Without language, we simply wouldn't know what the fuck we are thinking. As the semiotician Ferdinand De Saussure put it: “Without language, thought is a vague, uncharted nebula”.

Some would rather computers did their thinking for them. But for that to work, those computers would have to speak the same language. Unfortunately, natural languages like English do not have straightforward rules like programming languages.

Try explaining to a computer that “shit” means very bad but “the shit” means the very best, which means the knees of a bee.

So we stopped trying to formally teach computers language and started just subjecting them to it. Not just a little bit of language, like the contents of the November/December 2022 issue of Potato Review magazine, but all 762.94 metric fuck tons of it.

By tokenizing and building a map of all our semi-literate memes and shit posts, LLMs can—when prompted—produce language that sounds like one of us. Like a dickhead.

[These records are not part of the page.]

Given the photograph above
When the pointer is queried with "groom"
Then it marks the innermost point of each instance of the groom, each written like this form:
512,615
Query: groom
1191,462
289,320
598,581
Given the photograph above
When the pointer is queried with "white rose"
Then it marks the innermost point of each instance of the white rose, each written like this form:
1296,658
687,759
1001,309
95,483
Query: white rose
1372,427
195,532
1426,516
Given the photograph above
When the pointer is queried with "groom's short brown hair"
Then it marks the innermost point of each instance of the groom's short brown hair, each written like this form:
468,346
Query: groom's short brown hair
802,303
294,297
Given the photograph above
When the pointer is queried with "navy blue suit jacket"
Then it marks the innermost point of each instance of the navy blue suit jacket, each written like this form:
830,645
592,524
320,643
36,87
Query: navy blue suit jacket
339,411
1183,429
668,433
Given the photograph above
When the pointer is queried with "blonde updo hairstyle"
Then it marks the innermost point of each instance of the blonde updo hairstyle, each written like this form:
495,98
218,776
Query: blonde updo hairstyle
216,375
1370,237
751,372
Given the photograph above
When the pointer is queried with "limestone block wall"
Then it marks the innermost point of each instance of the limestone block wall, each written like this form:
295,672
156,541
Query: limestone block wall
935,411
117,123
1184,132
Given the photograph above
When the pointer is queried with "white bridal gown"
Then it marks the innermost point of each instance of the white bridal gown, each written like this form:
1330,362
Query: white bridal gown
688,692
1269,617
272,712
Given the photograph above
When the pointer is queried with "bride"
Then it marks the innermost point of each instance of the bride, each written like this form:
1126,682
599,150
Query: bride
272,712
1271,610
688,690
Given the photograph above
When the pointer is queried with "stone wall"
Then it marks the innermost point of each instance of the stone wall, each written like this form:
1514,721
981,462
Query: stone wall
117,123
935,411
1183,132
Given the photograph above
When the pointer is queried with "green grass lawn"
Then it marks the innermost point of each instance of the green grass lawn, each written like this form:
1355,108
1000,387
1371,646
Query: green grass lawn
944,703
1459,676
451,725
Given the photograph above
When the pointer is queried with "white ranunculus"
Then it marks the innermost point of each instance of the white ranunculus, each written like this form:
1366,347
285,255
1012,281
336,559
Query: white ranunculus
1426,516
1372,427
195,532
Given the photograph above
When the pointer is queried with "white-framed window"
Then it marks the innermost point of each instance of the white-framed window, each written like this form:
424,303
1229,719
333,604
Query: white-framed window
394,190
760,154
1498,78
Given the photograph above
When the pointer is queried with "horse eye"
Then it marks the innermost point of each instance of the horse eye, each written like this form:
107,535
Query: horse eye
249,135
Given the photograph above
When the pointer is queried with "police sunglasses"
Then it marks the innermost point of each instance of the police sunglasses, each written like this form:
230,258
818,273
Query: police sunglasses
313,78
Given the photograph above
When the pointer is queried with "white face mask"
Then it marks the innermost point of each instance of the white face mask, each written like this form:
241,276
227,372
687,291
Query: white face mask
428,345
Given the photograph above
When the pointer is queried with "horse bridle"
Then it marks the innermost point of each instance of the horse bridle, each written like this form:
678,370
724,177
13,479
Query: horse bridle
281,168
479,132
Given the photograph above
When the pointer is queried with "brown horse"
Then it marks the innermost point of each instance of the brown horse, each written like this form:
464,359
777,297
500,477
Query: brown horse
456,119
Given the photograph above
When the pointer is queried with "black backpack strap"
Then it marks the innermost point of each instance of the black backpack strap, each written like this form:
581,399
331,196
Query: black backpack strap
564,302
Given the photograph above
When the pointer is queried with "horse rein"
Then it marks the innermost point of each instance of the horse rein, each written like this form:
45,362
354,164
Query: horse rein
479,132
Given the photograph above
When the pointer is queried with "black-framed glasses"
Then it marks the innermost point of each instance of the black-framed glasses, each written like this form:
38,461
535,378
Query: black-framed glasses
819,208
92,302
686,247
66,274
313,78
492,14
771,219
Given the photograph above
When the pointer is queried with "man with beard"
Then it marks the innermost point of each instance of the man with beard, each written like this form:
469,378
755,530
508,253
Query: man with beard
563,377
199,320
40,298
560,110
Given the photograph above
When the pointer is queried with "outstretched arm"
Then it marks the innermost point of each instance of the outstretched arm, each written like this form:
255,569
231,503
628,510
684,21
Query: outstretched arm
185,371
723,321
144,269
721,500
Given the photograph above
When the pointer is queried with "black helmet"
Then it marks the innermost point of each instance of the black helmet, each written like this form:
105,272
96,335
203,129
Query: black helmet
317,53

But no part of this process makes the computer intelligent, sentient, or inclined to “kill all humans”.

It works a bit like sampling does for music. Disparate tracks and genres are mashed together according to compatible characteristics like tempo and key. But good sampling is creative, not just probabilistic.

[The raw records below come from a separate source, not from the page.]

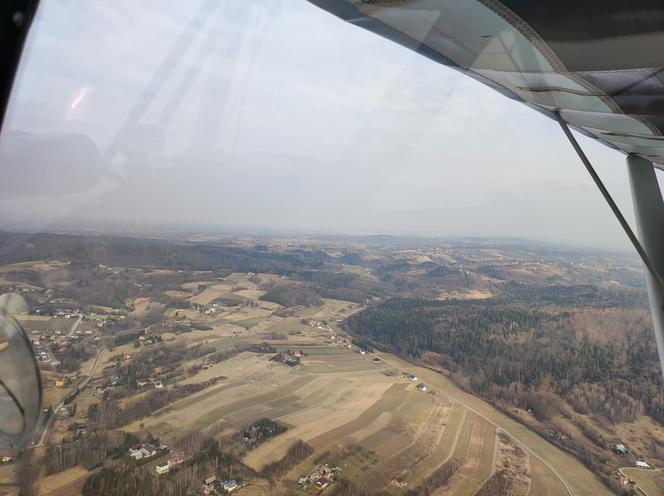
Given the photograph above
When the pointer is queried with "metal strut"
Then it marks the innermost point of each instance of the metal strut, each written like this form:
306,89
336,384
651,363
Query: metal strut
647,261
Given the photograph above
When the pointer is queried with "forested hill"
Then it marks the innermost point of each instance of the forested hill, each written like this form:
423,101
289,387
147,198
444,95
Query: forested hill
539,358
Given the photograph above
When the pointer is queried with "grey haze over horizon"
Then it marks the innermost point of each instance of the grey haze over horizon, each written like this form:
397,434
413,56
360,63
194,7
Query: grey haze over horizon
277,116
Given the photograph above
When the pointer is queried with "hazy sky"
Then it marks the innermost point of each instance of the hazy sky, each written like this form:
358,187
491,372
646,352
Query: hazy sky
277,115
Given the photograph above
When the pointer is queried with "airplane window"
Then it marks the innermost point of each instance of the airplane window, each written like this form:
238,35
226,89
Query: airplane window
338,247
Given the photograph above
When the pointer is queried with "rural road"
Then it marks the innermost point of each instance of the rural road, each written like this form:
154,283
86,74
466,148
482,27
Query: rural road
42,435
385,358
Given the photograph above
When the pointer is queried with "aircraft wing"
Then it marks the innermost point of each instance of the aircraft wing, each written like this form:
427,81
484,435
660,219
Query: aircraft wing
599,63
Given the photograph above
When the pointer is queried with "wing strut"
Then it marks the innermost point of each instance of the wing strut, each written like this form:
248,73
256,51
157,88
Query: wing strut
616,211
649,212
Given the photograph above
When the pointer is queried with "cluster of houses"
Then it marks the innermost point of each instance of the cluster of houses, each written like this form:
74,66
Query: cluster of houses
145,450
288,357
320,478
173,461
212,486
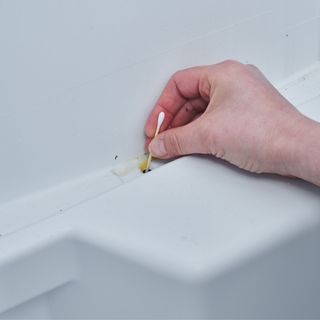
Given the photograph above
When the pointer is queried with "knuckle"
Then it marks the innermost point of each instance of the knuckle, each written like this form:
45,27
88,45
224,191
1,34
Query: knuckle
173,145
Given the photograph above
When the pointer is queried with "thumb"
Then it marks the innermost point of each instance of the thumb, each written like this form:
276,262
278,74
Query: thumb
179,141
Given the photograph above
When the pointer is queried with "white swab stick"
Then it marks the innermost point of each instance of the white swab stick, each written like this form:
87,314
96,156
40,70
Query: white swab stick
160,121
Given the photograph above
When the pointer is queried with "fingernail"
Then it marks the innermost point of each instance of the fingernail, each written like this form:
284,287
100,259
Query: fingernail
157,148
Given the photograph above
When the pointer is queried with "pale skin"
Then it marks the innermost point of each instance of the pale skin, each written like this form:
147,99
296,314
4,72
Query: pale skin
231,111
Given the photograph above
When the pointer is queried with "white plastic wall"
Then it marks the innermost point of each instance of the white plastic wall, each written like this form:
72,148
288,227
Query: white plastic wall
78,78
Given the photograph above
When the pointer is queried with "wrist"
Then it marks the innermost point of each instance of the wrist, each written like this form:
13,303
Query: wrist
302,151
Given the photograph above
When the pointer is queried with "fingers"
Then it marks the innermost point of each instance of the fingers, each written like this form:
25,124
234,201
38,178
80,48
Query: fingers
179,141
188,112
184,85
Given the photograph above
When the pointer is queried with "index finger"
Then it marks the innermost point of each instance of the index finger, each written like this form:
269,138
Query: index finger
183,85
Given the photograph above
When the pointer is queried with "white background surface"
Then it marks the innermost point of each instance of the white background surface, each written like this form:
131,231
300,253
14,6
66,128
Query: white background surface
78,78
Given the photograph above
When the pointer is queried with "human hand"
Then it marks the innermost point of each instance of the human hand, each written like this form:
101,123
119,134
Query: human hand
229,110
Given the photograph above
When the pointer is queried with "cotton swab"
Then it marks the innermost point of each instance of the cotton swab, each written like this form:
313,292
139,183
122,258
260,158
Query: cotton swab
160,121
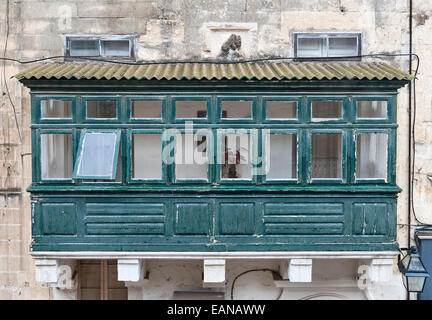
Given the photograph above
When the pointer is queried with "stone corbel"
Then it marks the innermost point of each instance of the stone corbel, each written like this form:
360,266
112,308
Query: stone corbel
214,273
381,270
46,270
296,270
131,270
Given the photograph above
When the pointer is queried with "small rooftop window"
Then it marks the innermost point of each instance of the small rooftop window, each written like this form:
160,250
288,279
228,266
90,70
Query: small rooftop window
327,45
119,47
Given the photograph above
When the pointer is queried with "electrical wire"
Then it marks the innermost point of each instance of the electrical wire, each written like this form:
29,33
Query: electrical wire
140,63
376,55
4,71
254,270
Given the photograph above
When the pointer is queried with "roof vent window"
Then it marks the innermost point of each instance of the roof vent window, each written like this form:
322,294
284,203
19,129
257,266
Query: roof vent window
320,45
122,47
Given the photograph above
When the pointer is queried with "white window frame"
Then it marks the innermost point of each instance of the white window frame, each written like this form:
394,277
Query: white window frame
326,37
101,39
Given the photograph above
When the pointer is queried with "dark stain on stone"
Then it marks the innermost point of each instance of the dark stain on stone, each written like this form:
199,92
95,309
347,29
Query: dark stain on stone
420,18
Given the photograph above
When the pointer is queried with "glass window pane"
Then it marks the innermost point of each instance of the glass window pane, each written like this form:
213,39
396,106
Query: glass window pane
150,109
372,109
342,46
118,177
281,109
98,156
115,48
281,156
147,156
52,108
237,109
371,156
191,109
89,48
310,47
326,109
326,155
236,156
101,109
56,156
191,156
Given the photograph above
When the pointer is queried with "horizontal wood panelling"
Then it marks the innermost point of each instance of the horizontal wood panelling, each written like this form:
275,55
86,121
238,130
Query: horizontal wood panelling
125,208
303,228
125,228
303,208
217,222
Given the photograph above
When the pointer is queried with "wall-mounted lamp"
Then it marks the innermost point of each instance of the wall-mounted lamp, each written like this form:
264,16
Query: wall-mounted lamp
414,273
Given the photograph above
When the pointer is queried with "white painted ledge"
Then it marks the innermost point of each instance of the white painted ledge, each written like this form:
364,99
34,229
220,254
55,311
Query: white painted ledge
381,269
46,270
300,270
130,269
215,255
214,273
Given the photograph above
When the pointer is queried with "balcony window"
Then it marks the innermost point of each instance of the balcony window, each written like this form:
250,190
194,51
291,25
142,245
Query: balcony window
191,109
56,156
370,109
326,110
147,156
281,156
326,156
98,155
146,109
120,47
101,109
281,110
236,161
327,45
236,109
372,156
191,157
56,109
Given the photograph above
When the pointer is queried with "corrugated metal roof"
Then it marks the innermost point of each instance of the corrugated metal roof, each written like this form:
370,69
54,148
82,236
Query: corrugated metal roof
217,71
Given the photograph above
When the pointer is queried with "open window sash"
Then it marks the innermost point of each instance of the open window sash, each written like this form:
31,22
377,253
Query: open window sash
97,154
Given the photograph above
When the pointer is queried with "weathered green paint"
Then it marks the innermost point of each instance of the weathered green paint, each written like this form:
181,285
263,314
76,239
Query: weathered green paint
216,215
265,70
190,223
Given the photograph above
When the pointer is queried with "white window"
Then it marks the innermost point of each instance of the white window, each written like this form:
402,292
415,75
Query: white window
56,156
120,47
323,45
371,156
98,155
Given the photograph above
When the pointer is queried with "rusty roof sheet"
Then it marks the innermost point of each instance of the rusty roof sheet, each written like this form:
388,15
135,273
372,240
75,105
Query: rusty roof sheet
216,71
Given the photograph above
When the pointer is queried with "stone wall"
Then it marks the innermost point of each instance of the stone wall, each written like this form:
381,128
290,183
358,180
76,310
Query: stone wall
193,30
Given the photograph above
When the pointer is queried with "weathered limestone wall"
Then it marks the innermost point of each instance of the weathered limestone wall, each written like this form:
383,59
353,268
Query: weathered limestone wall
192,30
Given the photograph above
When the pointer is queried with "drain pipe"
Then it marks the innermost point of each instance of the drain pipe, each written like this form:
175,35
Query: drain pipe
410,142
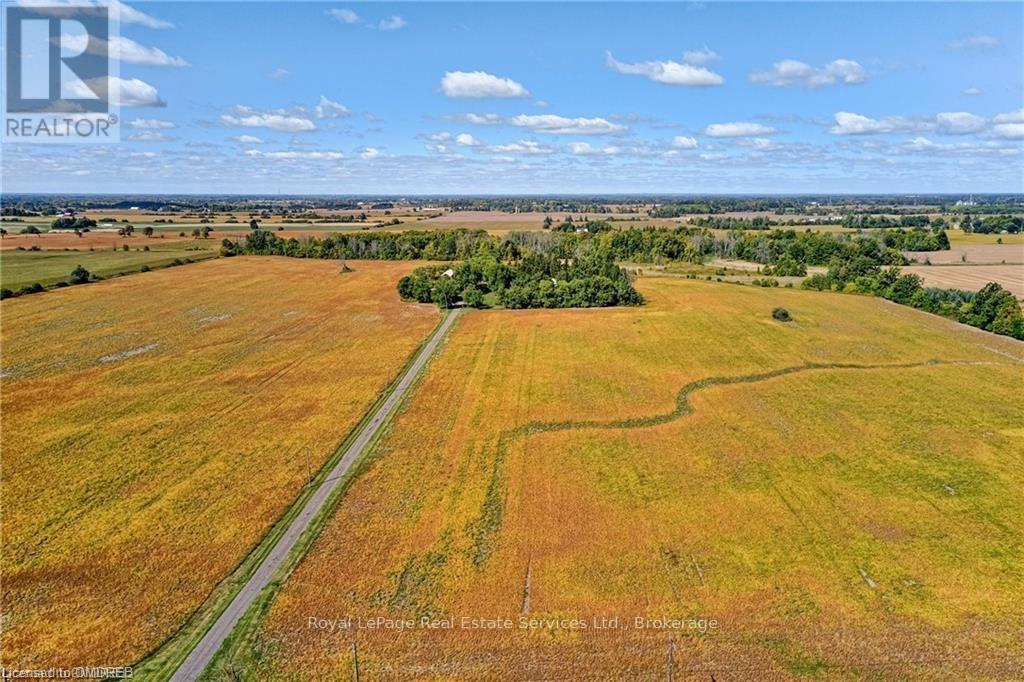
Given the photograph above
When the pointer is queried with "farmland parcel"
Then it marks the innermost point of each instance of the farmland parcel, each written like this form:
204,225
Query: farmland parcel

Hence LLM output is less akin to DJ Shadow's alchemical “Mutual Slump” than it is to Kanye West's unnecessary “Stronger”—a track Kanye mixed and remixed over 70 times trying to better the Daft Punk original from which it takes its only notable material. LLMs, like Kanye West, are not self aware.

The idea of a zombie apocalypse, where the dead come back to terrorise and assimilate the living, has been a longstanding preoccupation. But it's not undead flesh we should be worried about, it's undead information. And that's what generative AI is: not really living, seemingly not dead, a shimmering contortion of what we thought we think and believed we believe.

The more we generate content and the more it is allowed to generate itself, the further the necrosis will spread. Rapidly, generative media will overwhelm the nominally “real” media from which it was originally trained, forcing it to reproduce with itself. This incestuous feedback loop will obliterate what remains of culture, leaving us gasping for brains, whatever the fuck they are.